Sunny (1984) – I didn’t see this movie for the longest time, although I heard its songs ad nauseam growing up, and when I did, I have to say, it wasn’t the movie itself that stuck with me. Deol plays the titular role, the illegitimate son of a man so obsessed with making babies (Dharmendra), he cheats on his unspeakably lovely wife (Waheeda Rehman) with a courtesan (Sharmila Tagore). After the man’s plane goes up in flames (good!), his wife steals Sunny from his mother as an act of revenge (whut?!). All very interesting but I want to know what happened backstage. How fucking awkward were the production meetings on this thing? And if they weren’t – that’s even more weird! Show biz. I do not understand it.
Oh, and check out his orange T! That’s what I’m talking about! 25 years later!
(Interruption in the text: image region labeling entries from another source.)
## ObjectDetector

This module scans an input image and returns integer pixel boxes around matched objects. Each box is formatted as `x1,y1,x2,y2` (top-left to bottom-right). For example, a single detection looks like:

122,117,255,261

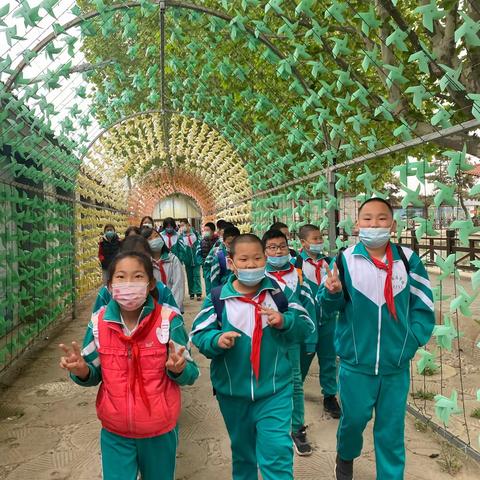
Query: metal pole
327,170,339,256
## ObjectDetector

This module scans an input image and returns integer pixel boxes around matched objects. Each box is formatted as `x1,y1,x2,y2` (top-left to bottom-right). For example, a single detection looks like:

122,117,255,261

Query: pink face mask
112,282,148,312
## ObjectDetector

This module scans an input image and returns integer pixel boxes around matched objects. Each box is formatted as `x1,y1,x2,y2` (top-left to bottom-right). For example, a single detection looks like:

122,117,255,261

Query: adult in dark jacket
98,223,121,284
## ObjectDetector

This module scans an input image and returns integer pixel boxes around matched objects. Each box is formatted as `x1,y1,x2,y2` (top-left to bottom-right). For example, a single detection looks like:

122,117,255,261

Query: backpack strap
295,255,303,285
217,248,227,277
210,285,225,325
270,278,288,313
395,243,410,275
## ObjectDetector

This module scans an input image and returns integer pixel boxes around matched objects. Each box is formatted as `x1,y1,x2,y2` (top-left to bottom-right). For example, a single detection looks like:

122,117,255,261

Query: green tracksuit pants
287,344,305,433
100,428,178,480
185,265,202,295
217,385,293,480
337,366,410,480
300,320,337,397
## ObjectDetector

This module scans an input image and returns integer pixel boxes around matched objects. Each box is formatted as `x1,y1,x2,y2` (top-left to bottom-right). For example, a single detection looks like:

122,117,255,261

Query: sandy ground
0,290,480,480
Jeebus.
Arjun (1985) – It’s not fair to call this a jazzed up version of Gulzar’s Mere Apne, but it’s definitely a more mainstream version of the same story: educated, unemployed young men who turn to violence as the answer to society’s problems and find that they’ve got a snake by its tail. Not for the violence wary.
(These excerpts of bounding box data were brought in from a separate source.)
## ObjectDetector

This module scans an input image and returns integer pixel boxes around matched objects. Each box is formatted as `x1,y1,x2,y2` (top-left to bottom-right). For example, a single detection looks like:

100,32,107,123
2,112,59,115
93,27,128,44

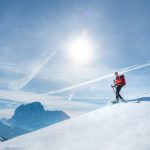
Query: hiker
112,72,126,102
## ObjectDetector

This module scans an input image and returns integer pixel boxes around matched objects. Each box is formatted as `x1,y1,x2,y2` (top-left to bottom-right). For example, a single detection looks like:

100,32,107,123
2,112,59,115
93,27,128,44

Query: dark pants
116,85,123,101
Yateem (1988) – There’s a great deal about this movie, especially its second half, that’s schlocky and painfully 80s. But there’s also a bunch of character stuff that never fails to blow my mind. Deol is the orphan in question, the offspring of a notorious dacoit who is brought up to be a responsible citizen by the police officer (Khulbhushan Kharbanda) who killed his father. He obviously falls for his childhood sweetheart, Kharbanda’s motherless daughter (Farha), who has the distinction of being the only heroine I’ve ever seen in Indian cinema who confides in her lover about her menstruation. And it is incredibly charming! And a brilliant piece of character work! Throw in a horny young Evil Stepmother (Sujata Mehta) and Danny Denzongpa and you see why Deol’s still sticking by JP Dutta’s side.
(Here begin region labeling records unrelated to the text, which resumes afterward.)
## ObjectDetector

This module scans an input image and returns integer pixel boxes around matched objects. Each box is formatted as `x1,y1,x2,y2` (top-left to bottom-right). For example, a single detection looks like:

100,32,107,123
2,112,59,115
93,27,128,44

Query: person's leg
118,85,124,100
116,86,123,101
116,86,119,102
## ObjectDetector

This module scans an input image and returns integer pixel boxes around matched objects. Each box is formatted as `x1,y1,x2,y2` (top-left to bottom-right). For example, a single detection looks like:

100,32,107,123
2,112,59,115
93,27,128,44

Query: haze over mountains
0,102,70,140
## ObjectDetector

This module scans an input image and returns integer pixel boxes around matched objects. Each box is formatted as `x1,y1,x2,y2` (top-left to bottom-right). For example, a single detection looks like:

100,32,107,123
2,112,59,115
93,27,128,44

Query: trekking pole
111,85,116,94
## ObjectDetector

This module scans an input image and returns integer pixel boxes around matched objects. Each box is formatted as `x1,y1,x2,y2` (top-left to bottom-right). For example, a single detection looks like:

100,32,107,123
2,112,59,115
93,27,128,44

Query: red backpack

Ram Avtaar (1988) – My first Sunny Deol movie. That song above? My very first memory of what he looked like. I saw it because it had Sridevi in it and I’d watch anything with her in it when I was a kid. So if you want to blame anyone for this post, you know where to send your letters. She started it all! A reworked Sangam with less annoying actors (co-stars the PPCC’s favorite Anil “WAHEYYY!” Kapoor in all his hirsute glory) and less memorable music.
Tridev (1989) – When I think of the 80s, this is the movie that comes to mind. It makes me want to forgive that decade for being so rapey, so louche, so bloody, so all around bleach-in-the-eyes-tastic. Tridev has some kind of vaguely epic story about good and evil, cowboys and dacoits, whatever – but look! It’s girls in shiny turbans and lame and techno music and Naseeruddin Shah having a fun old time sending up the very concept of Hindi film herodom. And Madhuri in her prime salwar kameez and midi period. So fresh! So innocent!
Chaalbaaz (1989) – Yes, Seeta and Geeta was better. But look, it’s Sridevi kicking ass and getting drunk with Sunny Deol and Rajnikanth. What kind of horrible person turns their nose up at this? Boo to you!